Amongst additional functions triggered by Abs, Ab-dependent cellular cytotoxicity (ADCC) mediates antiviral activities through the binding of cell surface Ags by IgG subtypes on target cells. This ultimately leads to the lysis of the target cells by secreted lytic enzymes from effector cells. This secretion follows the recognition of Fc region of surface bound Abs by FcγRIIIα (CD16)-expressing cytotoxic effector cells from both innate and adaptive immunity such as Natural Killer (NK) cells or CD8+ T cells. ADCC directed against IAV has been recognized for a long time(Jegaskanda et al., 2014 ). Since this class of Abs can target much more conserved proteins, understanding ADCC mechanisms during IAV infection might help in the development of universal influenza vaccines. For instance, a vaccine trial in HIV patients has been demonstrated protective in part through ADCC-mediating Abs(Madhavi et al., 2012 ).

In this issue, Vanderven and colleagues evidence in human samples from healthy influenza-exposed adults or symptomatic donors the existence of IAV-specific Abs capable of ADCC activity through NK cells (Vanderven et al., 2016 ). Interestingly these opsonizing Abs are directed against the highly conserved internal viral proteins nucleoprotein (NP) and matrix 1(M1) (~ 90% of identity in amino acid sequences between strains) from two different strains of IAV (H1N1/2009pdm and H3N2/2005). An increase for such cross-protective Abs was found in sera of naturally IAV-exposed humans suggesting that this class of Abs can potentially mediate heterologous response to various IAV strains during active infection. However, authors failed to detect rise in NK cell-mediated ADCC activity in volunteers experimentally exposed to IAV (H3N2/2005). The reasons for such a discrepancy are currently unknown. It is possible that the route/dose of infection as well as the strain used matters in the development of NK cell activating Abs. Other clinical studies investigating the contribution of these parameters will be informative to answer this question.
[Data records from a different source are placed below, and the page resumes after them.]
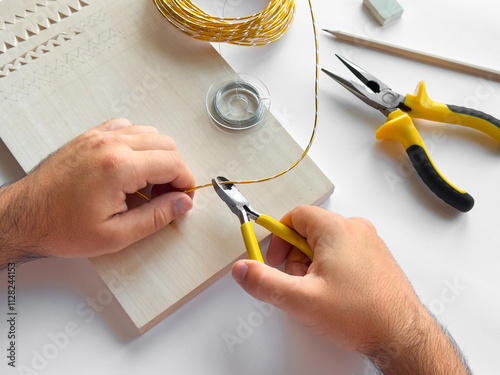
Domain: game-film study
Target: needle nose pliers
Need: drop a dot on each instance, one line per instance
(240, 206)
(400, 109)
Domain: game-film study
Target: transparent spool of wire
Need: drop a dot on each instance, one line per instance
(240, 103)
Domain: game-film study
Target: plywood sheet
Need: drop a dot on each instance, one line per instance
(68, 65)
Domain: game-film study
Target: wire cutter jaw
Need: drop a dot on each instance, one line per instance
(380, 96)
(236, 201)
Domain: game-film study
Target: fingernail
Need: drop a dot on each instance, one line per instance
(182, 205)
(239, 271)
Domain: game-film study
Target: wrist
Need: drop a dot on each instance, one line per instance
(418, 346)
(17, 229)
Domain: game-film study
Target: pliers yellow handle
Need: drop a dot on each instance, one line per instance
(401, 109)
(399, 127)
(277, 228)
(241, 207)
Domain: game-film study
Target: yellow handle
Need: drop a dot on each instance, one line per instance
(425, 108)
(399, 127)
(251, 243)
(289, 235)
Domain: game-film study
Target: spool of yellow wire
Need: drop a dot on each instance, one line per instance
(261, 28)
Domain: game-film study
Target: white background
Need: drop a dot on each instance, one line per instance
(452, 259)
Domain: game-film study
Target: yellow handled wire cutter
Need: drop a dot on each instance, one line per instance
(400, 109)
(240, 206)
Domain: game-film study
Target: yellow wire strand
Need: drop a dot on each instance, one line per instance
(258, 29)
(261, 28)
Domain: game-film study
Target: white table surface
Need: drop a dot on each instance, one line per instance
(452, 259)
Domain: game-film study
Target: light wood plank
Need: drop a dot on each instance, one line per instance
(122, 59)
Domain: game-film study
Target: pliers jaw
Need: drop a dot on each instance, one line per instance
(236, 201)
(380, 96)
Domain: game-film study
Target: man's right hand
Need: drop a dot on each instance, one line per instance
(353, 293)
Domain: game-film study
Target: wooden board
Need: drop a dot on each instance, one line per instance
(68, 65)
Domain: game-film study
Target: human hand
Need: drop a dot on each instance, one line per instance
(74, 203)
(353, 293)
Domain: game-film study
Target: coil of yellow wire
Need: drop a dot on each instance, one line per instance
(260, 28)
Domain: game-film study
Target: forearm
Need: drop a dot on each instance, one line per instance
(16, 227)
(425, 349)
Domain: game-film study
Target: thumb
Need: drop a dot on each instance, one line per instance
(151, 216)
(286, 292)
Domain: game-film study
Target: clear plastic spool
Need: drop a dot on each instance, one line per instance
(236, 104)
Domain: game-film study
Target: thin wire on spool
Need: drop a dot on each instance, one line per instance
(261, 28)
(204, 29)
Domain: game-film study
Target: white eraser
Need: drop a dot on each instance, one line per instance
(384, 11)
The presence and functionality of NP- and M1-specific NK cell-mediated ADCC in animal models including non-human primates has already been demonstrated (Jegaskanda et al., 2014 ). From a mechanistic point of view, the relevance of ADCC mediated against internal proteins remains puzzling. Given that NP and M1 are only minimally exposed at the cell surface during IAV life cycle, it will be important to determine the precise molecular/cellular mechanisms underlying NK cell-mediated ADCC. Although these Abs could mediate direct protection through opsonization of infected/dying cells, another explanation might involve indirect mechanisms (e.g. cytokine production or immune complex formation) that could lead to enhanced immune responses.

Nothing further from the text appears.